An elastomeric relief-forming, laser-plateable, thermally and / or photochemically crosslinkable layer provided on a dimensionally stable flexible support, wherein the layer comprises 80-100% of 1, It is characterized by comprising syndiotactic 1,2-polybutadiene having a 2-crosslinked butadiene unit content, a crystallinity of 5 to 30%, and an average molecular weight of 20,000 to 300,000 g / mol as a binder in an amount of 5% by mass or more. Flexographic printing elements that can be laser-plated.

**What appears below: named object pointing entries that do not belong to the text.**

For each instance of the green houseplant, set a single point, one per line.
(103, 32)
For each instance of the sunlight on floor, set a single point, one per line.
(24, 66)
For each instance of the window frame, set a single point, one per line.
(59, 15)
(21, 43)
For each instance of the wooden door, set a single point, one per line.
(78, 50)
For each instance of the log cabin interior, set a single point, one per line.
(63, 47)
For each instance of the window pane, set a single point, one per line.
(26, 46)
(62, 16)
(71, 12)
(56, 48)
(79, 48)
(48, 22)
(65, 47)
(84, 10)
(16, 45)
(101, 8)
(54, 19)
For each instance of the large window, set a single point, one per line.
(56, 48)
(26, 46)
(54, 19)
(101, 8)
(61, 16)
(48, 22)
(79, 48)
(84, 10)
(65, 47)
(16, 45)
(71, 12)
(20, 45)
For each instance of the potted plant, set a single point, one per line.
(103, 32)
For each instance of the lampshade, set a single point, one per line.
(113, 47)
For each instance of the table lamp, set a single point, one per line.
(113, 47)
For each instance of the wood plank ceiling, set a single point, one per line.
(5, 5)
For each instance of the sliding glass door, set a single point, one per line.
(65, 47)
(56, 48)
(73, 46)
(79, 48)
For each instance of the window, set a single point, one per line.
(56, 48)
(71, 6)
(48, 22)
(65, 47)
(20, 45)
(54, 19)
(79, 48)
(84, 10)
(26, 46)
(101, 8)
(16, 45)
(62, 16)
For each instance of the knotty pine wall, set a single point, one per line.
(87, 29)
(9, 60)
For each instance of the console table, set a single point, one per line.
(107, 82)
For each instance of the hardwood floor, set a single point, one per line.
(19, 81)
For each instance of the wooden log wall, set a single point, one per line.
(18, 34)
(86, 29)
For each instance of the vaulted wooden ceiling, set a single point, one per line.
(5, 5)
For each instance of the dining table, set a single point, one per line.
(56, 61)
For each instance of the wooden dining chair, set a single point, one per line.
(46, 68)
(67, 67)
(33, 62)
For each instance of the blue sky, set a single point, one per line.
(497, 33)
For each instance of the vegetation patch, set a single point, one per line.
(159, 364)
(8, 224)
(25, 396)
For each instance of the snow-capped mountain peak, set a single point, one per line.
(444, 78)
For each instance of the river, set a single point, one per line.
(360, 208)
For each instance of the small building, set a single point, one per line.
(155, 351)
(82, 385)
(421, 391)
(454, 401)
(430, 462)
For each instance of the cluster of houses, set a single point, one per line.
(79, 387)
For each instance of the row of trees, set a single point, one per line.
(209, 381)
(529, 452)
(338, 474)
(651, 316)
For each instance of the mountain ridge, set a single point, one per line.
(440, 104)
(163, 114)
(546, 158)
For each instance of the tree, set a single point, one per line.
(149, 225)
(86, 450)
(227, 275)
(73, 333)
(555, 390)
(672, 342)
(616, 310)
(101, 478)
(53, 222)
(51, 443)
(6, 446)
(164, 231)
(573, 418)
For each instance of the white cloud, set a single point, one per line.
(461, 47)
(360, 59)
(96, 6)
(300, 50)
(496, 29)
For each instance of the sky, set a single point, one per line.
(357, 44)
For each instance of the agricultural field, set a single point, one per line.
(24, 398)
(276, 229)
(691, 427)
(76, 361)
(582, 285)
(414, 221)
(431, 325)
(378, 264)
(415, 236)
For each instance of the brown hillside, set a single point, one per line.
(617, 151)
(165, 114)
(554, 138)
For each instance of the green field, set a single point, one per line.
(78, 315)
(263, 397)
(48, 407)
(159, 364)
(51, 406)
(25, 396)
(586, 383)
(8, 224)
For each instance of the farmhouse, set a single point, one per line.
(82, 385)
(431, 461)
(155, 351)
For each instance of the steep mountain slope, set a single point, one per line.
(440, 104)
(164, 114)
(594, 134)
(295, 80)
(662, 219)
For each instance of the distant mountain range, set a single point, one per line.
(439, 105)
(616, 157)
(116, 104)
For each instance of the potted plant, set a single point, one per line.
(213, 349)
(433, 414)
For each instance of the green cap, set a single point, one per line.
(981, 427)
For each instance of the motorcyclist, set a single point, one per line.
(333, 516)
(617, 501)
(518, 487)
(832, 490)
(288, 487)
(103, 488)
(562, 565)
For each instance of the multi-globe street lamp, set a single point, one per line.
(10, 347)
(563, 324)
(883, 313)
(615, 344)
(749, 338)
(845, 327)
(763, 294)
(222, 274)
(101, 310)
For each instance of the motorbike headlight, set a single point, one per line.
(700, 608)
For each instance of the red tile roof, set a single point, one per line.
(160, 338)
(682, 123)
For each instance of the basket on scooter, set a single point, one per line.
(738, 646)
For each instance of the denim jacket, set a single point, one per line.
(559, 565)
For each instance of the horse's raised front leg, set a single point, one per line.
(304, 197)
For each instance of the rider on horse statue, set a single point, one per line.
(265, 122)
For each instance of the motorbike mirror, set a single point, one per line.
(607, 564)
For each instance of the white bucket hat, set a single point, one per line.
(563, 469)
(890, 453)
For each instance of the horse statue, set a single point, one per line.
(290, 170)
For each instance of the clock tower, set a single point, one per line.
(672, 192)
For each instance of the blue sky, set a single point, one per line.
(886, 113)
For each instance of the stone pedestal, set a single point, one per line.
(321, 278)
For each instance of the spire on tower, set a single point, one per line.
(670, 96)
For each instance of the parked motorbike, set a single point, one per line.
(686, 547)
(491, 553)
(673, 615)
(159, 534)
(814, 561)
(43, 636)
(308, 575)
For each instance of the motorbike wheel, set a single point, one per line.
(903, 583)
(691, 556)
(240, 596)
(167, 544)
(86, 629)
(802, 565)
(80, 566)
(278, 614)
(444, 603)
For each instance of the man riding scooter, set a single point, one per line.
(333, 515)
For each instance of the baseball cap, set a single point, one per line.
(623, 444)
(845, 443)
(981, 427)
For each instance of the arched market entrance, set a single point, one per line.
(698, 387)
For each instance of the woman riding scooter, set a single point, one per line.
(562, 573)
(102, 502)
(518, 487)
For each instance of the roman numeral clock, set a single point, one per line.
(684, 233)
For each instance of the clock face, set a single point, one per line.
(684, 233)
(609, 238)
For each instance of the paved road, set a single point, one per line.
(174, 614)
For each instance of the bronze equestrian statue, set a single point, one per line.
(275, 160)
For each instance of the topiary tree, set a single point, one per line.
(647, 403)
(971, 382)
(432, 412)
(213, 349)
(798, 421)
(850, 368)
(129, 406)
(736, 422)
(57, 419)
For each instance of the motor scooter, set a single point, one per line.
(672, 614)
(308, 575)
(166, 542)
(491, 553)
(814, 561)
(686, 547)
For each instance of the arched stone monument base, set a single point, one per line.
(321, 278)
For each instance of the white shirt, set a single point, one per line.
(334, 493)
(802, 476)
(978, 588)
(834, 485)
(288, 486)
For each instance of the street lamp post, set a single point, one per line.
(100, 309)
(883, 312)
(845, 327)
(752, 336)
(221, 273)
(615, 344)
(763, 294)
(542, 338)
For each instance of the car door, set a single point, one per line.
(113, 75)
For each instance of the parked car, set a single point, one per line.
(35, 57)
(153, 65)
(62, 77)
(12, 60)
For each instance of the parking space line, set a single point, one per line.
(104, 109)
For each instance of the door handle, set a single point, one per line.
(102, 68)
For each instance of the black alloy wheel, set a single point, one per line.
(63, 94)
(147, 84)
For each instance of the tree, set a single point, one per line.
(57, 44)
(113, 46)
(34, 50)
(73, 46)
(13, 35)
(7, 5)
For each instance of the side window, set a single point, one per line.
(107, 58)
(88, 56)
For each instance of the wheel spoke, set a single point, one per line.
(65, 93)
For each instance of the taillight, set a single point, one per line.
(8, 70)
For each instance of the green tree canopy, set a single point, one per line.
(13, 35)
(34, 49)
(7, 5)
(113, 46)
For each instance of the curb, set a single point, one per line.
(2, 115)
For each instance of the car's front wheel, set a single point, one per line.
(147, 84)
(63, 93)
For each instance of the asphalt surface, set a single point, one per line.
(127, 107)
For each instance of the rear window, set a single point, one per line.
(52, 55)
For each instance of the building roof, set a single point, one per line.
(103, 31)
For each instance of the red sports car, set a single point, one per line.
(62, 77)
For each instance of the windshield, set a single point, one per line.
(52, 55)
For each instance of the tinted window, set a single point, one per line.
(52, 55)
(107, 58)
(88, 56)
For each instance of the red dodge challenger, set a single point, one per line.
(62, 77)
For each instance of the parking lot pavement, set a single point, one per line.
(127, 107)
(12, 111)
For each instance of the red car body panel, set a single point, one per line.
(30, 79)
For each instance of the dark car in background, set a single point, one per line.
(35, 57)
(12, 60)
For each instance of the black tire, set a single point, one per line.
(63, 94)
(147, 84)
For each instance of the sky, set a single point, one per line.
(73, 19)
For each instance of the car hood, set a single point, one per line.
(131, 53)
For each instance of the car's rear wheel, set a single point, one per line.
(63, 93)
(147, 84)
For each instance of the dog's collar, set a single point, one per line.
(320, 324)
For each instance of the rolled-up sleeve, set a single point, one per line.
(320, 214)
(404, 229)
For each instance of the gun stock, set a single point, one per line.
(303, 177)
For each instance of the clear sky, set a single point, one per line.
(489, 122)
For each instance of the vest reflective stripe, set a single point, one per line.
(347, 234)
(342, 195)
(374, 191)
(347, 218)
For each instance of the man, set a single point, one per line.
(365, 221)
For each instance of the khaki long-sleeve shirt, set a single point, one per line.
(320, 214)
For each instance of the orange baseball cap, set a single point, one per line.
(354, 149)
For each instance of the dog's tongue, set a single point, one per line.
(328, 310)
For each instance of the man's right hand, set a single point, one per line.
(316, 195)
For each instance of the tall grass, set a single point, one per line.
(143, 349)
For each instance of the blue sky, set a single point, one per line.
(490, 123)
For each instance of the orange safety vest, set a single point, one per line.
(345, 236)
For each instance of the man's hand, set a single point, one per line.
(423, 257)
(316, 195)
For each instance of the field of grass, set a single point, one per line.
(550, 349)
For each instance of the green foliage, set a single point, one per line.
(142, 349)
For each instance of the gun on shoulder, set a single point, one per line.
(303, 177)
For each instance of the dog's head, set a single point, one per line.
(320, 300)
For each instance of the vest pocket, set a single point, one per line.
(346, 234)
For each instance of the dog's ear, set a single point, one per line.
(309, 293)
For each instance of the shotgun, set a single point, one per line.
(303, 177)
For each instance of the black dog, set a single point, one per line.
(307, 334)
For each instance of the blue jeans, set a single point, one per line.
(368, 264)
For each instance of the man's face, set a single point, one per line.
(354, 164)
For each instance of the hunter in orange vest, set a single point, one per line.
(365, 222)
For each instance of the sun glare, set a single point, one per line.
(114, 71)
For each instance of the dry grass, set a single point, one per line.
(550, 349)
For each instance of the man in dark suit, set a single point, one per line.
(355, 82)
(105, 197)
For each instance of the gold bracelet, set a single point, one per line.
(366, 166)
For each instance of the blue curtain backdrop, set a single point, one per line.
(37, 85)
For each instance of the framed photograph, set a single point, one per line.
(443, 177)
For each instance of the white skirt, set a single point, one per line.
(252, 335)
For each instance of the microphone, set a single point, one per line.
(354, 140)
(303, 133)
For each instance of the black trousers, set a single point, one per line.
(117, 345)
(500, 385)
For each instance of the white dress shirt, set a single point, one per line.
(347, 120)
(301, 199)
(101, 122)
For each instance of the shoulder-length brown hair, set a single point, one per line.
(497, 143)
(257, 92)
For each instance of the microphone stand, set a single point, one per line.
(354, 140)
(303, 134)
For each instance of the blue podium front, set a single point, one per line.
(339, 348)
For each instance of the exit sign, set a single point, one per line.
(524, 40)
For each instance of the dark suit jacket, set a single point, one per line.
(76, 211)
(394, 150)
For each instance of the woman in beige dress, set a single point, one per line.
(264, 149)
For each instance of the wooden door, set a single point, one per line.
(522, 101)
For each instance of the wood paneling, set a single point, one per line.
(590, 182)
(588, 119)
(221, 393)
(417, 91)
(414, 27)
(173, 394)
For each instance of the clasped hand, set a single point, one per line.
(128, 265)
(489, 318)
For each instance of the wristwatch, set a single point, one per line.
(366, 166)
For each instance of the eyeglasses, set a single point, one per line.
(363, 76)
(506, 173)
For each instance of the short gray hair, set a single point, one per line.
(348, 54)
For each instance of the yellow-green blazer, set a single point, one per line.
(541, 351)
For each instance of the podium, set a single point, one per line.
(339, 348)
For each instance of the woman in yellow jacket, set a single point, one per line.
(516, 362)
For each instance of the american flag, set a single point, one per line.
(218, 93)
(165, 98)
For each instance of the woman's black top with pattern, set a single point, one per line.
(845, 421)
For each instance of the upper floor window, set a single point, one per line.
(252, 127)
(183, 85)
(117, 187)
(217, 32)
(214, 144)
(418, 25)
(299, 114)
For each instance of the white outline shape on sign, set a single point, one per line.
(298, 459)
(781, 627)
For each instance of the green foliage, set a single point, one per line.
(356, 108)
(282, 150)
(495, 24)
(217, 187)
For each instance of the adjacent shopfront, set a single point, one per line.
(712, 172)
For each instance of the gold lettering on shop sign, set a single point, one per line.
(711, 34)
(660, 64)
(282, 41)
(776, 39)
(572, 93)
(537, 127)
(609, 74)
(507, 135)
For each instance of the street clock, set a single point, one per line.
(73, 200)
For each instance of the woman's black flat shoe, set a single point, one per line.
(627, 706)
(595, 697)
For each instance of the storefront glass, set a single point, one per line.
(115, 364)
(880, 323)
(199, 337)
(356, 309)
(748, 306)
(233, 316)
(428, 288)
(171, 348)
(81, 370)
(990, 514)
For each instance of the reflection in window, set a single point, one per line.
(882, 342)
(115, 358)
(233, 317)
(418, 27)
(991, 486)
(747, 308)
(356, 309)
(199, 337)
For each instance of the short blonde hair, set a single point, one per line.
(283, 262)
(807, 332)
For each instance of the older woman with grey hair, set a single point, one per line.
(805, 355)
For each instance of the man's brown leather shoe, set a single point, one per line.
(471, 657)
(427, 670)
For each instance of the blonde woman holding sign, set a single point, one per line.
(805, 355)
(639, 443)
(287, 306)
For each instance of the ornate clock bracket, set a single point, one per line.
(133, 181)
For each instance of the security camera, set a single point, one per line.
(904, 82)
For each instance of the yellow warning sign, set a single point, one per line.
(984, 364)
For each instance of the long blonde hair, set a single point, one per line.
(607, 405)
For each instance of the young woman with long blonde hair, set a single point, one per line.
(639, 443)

Elastomeric relief-forming laser-plateable layer,
(A) As component A,
(A1) As component A1, syndiotactic 1,2-polybutadiene having a 1,2-bridged butadiene unit content of 80 to 100%, a crystallinity of 5 to 30%, and an average molecular weight of 20,000 to 300,000 g / mol. ~ 100% by mass,
(A2) As component A2, a binder is further added in an amount of 0 to 95% by mass;
And 50 to 99.9% by mass of one or more binders containing so that the sum of components A1 and A2 is 100% by mass;
(B) 0.1 to 30% by mass of a crosslinkable oligomeric plasticizer containing a reactive group and / or a reactive pendant group, and / or a terminal group in the main chain as the component B;
(C) as component C, 0 to 25% by mass of an ethylenically unsaturated monomer,
(D) As component D, a photoinitiator and / or a thermally decomposable initiator of 0 to 10% by mass,
(E) As component E, a laser irradiation absorber in an amount of 0 to 20% by mass,
(F) As component F, an ordinary additive is further added in an amount of 0 to 30% by mass,
2. The laser-stencilable flexographic printing element according to claim 1, wherein the total of the components A to F is 100% by mass. The component B according to claim 1 or 2, wherein the component B is selected from the group consisting of an allyl group-containing plasticizer having a terminal functional group and a viscosity of 500 to 150,000 mPas at 25 ° C, polyisoprene oil, and polybutadiene oil. Laser-plateable flexographic printing elements. 4. A laser plateable flexographic printing element according to claim 3, wherein component B is a polybutadiene oil having a viscosity of 500-100,000 mPas at 25 [deg.] C. The next step;
(I) thermal or photochemical cross-linking of an elastomeric relief-forming layer of a flexographic printing element according to any of claims 1 to 4,
(Ii) laser platemaking of the printing relief on the crosslinked, elastomeric relief-forming layer;
A method for producing a relief printing element comprising: A syndiotactic 1,2-polybutadiene having a 1,2-bridged butadiene unit content of 80 to 100%, a crystallinity of 5 to 30%, and an average molecular weight of 20,000 to 300,000 g / mol is used for producing a laser-plateable printing element. Use as a binder in an elastomeric relief-forming layer.